Let's call the antidote to Perfectionism “Messiness”. In almost every zone of knowledge the fundamentalist argues, “It’s simple!” Even as the progressive, fielding the same question, surveys the Messiness before her and says, “It’s complicated!”, deploying caveats and further considerations. The fundamentalist will immediately detect such a response as weakness, insecurity, a smokescreen, a dodge. This is why fundamentalists have a relatively easy time winning converts – they radiate certainty, which makes their conclusions, even the bankrupt ones, feel unassailable. As a child I preferred simplicity. Who doesn’t?

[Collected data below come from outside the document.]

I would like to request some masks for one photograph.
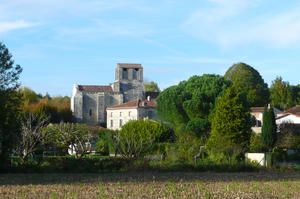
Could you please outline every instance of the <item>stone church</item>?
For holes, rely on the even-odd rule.
[[[88,125],[106,123],[106,108],[145,99],[141,64],[119,63],[115,82],[105,85],[74,85],[71,110],[76,122]]]

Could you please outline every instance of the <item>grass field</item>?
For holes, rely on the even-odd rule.
[[[1,174],[0,198],[300,198],[300,173]]]

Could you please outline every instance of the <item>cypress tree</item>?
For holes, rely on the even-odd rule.
[[[211,117],[212,131],[207,148],[214,155],[239,155],[248,148],[251,136],[250,113],[245,96],[235,87],[219,98]]]
[[[277,140],[277,126],[273,108],[265,108],[261,133],[262,142],[271,150]]]

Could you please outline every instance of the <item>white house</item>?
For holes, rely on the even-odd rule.
[[[265,107],[251,107],[250,114],[255,118],[256,124],[252,127],[252,131],[255,133],[261,133],[261,127],[263,124],[263,114]],[[280,115],[282,111],[277,108],[273,108],[275,117]]]
[[[119,130],[130,120],[156,119],[156,104],[148,100],[134,100],[124,104],[107,107],[107,128]]]
[[[277,115],[276,124],[279,126],[283,123],[300,124],[300,105],[290,108]]]

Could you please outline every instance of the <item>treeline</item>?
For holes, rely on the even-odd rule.
[[[266,112],[273,112],[273,107],[290,108],[300,102],[299,88],[280,77],[268,88],[257,70],[237,63],[224,76],[195,75],[165,89],[157,99],[157,111],[175,129],[179,161],[193,161],[205,151],[209,160],[232,163],[243,160],[245,152],[258,148],[260,151],[256,152],[285,147],[278,143],[286,138],[273,133],[274,117],[268,122],[272,126],[263,128],[263,136],[252,132],[255,122],[250,107],[266,107]],[[297,147],[300,139],[294,141],[293,147]]]
[[[22,97],[23,113],[45,114],[49,116],[50,123],[73,122],[69,97],[43,96],[27,87],[20,88],[18,92]]]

The belief that every living thing appeared on earth in its present form, immutable, unchanging – that’s Perfectionism. Asking somebody to embrace the veracity of evolution, on the other hand, invites them to make a truce with biological Messiness on a grand scale. Whales with hip bones left over from their landlubbing ancestors. Humans with tail bones. Human embryos with gills, with coats of hair covering their entire body but shed prior to birth. Unending change, every living thing a so-called “transitional form”. A whopping 4,500 different species of cockroaches alone. It’s enough to make a Perfectionist dizzy. Ask a creationist about abiogenesis and they’ll tell you, “It’s simple: God did it!” Ask a scientist and they’ll tell you, “It’s complicated! There’s so much we don’t know.”
In Richard Dawkins' The Greatest Show on Earth, a book-length appreciation of Darwin’s theory of evolution, he considers the biological version of Platonic essentialism, the widespread creationist intuition that animal species possess essential forms in the way that geometric shapes do. That there is, for example, an essential rabbit, a sort of celestial cookie-cutter shape with floppy ears that could be used to stamp out such a form at the dawn of creation. The basic act of giving animals names further adds to the aura of immutability.
"The Platonist regards any [evolutionary] change in rabbits as a messy departure from the essential rabbit, and there will always be resistance to change – as if all real rabbits were tethered by an invisible elastic cord to the Essential Rabbit in the Sky. The evolutionary view of life is radically opposite. Descendants can depart indefinitely from the ancestral form, and each departure becomes a potential ancestor to future variants....
"If there is a ‘standard rabbit’, the accolade denotes no more than the centre of a bell-shaped distribution of real, scurrying, leaping, variable bunnies. And the distribution shifts with time. As generations go by, there may gradually come a point, not clearly defined, when the norm of what we call rabbits will have departed so far as to deserve a different name. There is no permanent rabbitiness, no essence of rabbit hanging in the sky, just populations of furry, long-eared, coprophagous, whisker-twitching individuals, showing a statistical distribution of variation in size, shape, colour and proclivities… All is fluid, as another Greek philosopher, Heraclitus, said; nothing fixed. After a hundred million years it may be hard to believe that the descendant animals ever had rabbits for ancestors."
It’s a seductive idea: that we might be able to file living things into categories as clearly labelled as “triangle”, no additional qualification needed. And not just rabbits, but an Irishman, say, or a Christian. I suspect that xenophobia and resentment for immigrants owes much to the dissonance that arises from seeing a Platonic ideal muddied. The smile of a flag-pledging American patriot framed by the fabric of her hijab? Nice try, scoffs the jingoist in his camouflage cap, swatting away the cognitive dissonance, that orbiting mosquito whose buzz never quite goes away.
Perhaps my childhood experience growing up in Ireland in the early ’80s contributed to my illusion of a perfect Irish archetype. We shared an accent. We shared a paleness. How clearly I remember the classmate of mine who spent the entirety of his summer holidays in Africa and returned with his skin tone noticeably darker than when he departed. His transfiguration confused me. Six years on the planet by then and I’m not sure I’d seen anything resembling dark skin till that moment. Homogenous communities, how deftly they trick us into believing cultural purity exists outside the mind.
It’s comforting to imagine we live in a world of sturdy taxonomies. It helps us orient ourselves in the cosmos. Christianity’s various simplifications appear to arise from the same urge. The waypoints of a prepackaged moral system. The equatorial delineation of God and Devil, good and evil, angels and demons, heaven and hell, lost and found.